When I agreed to the changes, I had two principles uppermost in my mind. The first was to ask whether the proposals reduced the ability of the House to scrutinise legislation. The second was to ask whether they allowed the Government to cram even more, often unnecessary, legislation through Parliament. My
view is that on balance the proposals do not offend those principles. On that basis, and after a great deal of discussion, I have agreed to them.Perhaps I may briefly examine the proposals. There are seven broad issues, four of which are non-contentious. I welcome the new proposals for the Finance Bill. As regards the proposal for a committee on statutory instruments, I believe that we should see how that works. As regards more Starred Questions, I am not wholly convinced that we need more than half an hour, but if topical Questions are on offer let us see how they work in practice. If a ministerial off-day is the quid pro quo, fair enough, but when I asked the Library how many Questions had not been answered by Ministers since the turn of the year I was told just under 20 per cent. Therefore, we already have a system which allows Ministers to visit prisons, schools and hospitals. The fourth relatively non-contentious item is the review of the European committees and I hope that that will take place.
However, three other issues raise more serious concerns. The first is the sittings of the House and how they will fit in with Grand Committees. The second is pre-legislative scrutiny and carry-over. The third is September sittings. As regards our daily sittings, the proposed change to sittings on Thursday was the issue least debated in the group because it had been overwhelmingly popular in the questionnaire sent to every Member of this House. That is precisely the kind of issue on which the House will have a vote when the report comes back from the Procedure Committee in due course.

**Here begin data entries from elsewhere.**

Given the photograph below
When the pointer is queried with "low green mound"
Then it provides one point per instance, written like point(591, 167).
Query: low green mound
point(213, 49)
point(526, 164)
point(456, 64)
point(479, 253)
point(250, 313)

Likewise, closing at 10 p.m. was popular, but that will not work unless there is clear co-operation between Front and Back Benches and between the Front Benches through the usual channels. In exchange for the time lost after 10 p.m., there is a recommendation that there should be an increase in the number of Grand Committees. In my experience, Grand Committees are not hugely popular. They do not provide much better scrutiny than Committees on the Floor of the House and they do not save much time. But I have agreed with the proposal for an increase during the experimental period in order to see how the system works.
I note in passing that in the 1994 debate on Lord Rippon's report, the then Leader of the Opposition, the noble Lord, Lord Richard, said that he was not convinced of the merit of Grand Committees.